Nu gebleken is dat veroordeelde het hiervoor bewezen verklaarde feit heeft begaan vóór het einde van de proeftijd, zal het hof op grond van het vorenstaande een gedeeltelijke tenuitvoerlegging - te weten 1 maand - van voormelde gevangenisstraf gelasten, met dien verstande dat het hof in plaats van een last tot tenuitvoerlegging van deze straf te geven, een werkstraf van 60 uren subsidiair 30 dagen hechtenis zal gelasten.
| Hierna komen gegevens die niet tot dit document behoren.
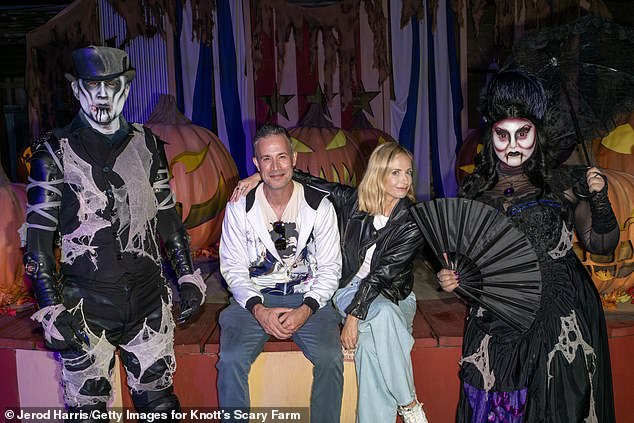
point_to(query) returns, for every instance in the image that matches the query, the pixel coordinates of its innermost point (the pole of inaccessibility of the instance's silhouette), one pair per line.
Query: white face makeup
(514, 140)
(102, 101)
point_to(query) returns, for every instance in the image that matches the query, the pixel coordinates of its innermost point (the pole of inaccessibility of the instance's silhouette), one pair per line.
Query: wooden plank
(191, 338)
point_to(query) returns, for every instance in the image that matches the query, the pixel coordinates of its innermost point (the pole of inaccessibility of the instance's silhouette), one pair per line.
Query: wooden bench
(31, 375)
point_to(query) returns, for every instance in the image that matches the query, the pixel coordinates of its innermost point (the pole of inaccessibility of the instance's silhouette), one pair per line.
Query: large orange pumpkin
(367, 136)
(616, 150)
(203, 174)
(13, 288)
(614, 274)
(326, 151)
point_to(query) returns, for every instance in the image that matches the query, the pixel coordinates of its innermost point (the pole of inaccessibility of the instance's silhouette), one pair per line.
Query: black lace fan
(497, 264)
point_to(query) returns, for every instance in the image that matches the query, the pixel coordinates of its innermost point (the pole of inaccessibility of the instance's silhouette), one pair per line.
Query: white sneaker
(413, 414)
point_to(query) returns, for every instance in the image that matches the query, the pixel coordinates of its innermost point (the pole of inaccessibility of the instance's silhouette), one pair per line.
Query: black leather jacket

Voorts zal het hof ten aanzien van het deel dat niet ten uitvoer wordt gelegd - te weten een gevangenisstraf voor de duur van 1 maand - de vordering afwijzen en de proeftijd verlengen met een termijn van 1 jaar.
Toepassing van wetsartikelen
Het hof heeft gelet op de artikelen 14f, 14g, 22c, 22d, 36f, 63, 310 en 311 van het Wetboek van Strafrecht, zoals deze artikelen golden ten tijde van het bewezen verklaarde.
De uitspraak
HET HOF,
RECHT DOENDE OP HET HOGER BEROEP:
vernietigt het vonnis, waarvan beroep, en opnieuw recht doende:
verklaart het verdachte ten laste gelegde bewezen en kwalificeert dit als hiervoor vermeld en verklaart dit feit en verdachte strafbaar;
verklaart niet bewezen hetgeen aan verdachte als voormeld meer of anders is ten laste gelegd dan hierboven als bewezen is aangenomen en spreekt verdachte daarvan vrij;
veroordeelt verdachte [verdachte] tot taakstraf, bestaande uit een werkstraf, voor de duur van zestig uren, met bevel voor het geval dat de veroordeelde de werkstraf niet naar behoren verricht, dat vervangende hechtenis voor de duur van dertig dagen zal worden toegepast;
wijst toe de vordering van de benadeelde partij, [benadeelde], wonende te [woonplaats], tot een bedrag van duizend vijfhonderdzeventien euro en vijftig cent;
veroordeelt verdachte in de kosten van het geding door de benadeelde partij gemaakt - tot aan deze uitspraak begroot op nihil - en in de kosten ten behoeve van de tenuitvoerlegging nog te maken;
legt aan verdachte tevens de verplichting op tot betaling aan de Staat van duizend vijfhonderdzeventien euro en vijftig cent ten behoeve van het slachtoffer [benadeelde], wonende te [woonplaats];
beveelt dat vervangende hechtenis voor de duur van vijfentwintig dagen zal worden toegepast, indien noch volledige betaling noch volledig verhaal van het verschuldigde bedrag volgt;
bepaalt dat indien veroordeelde heeft voldaan aan de verplichting tot betaling aan de Staat van bovenvermeld bedrag, de verplichting om te voldoen aan de vordering van de benadeelde partij komt te vervallen, alsmede dat, indien veroordeelde aan de vordering van de benadeelde partij heeft voldaan, de verplichting tot betaling aan de Staat komt te vervallen;
gelast, in plaats van het geven van een last tot tenuitvoerlegging van een gedeelte van de gevangenisstraf voor de duur van 2 maanden - te weten 1 maand gevangenisstraf -, de veroordeelde voorwaardelijk opgelegd bij vonnis van de politierechter te Zwolle-Lelystad van 2 september 2009, parketnummer 07-400323-08, de tenuitvoerlegging van een taakstraf bestaande uit een werkstraf voor de duur van zestig uren met bevel voor het geval dat de veroordeelde de werkstraf niet naar behoren verricht, dat vervangende hechtenis voor de duur van dertig dagen zal worden toegepast;
wijst af de vordering tot gedeeltelijke tenuitvoerlegging van de gevangenisstraf voor de duur van 2 maanden - te weten 1 maand gevangenisstraf -, de veroordeelde voorwaardelijk opgelegd bij vonnis van de politierechter te Zwolle-Lelystad van 2 september 2009 (parketnummer 07-400323-08);
verlengt de bij voormeld vonnis gestelde proeftijd met 1 jaar.
Dit arrest is aldus gewezen door mr. O. Anjewierden, voorzitter, mr. K. Lahuis en mr. G.M. Meijer-Campfens, in tegenwoordigheid van mr. I.N. Koers als griffier.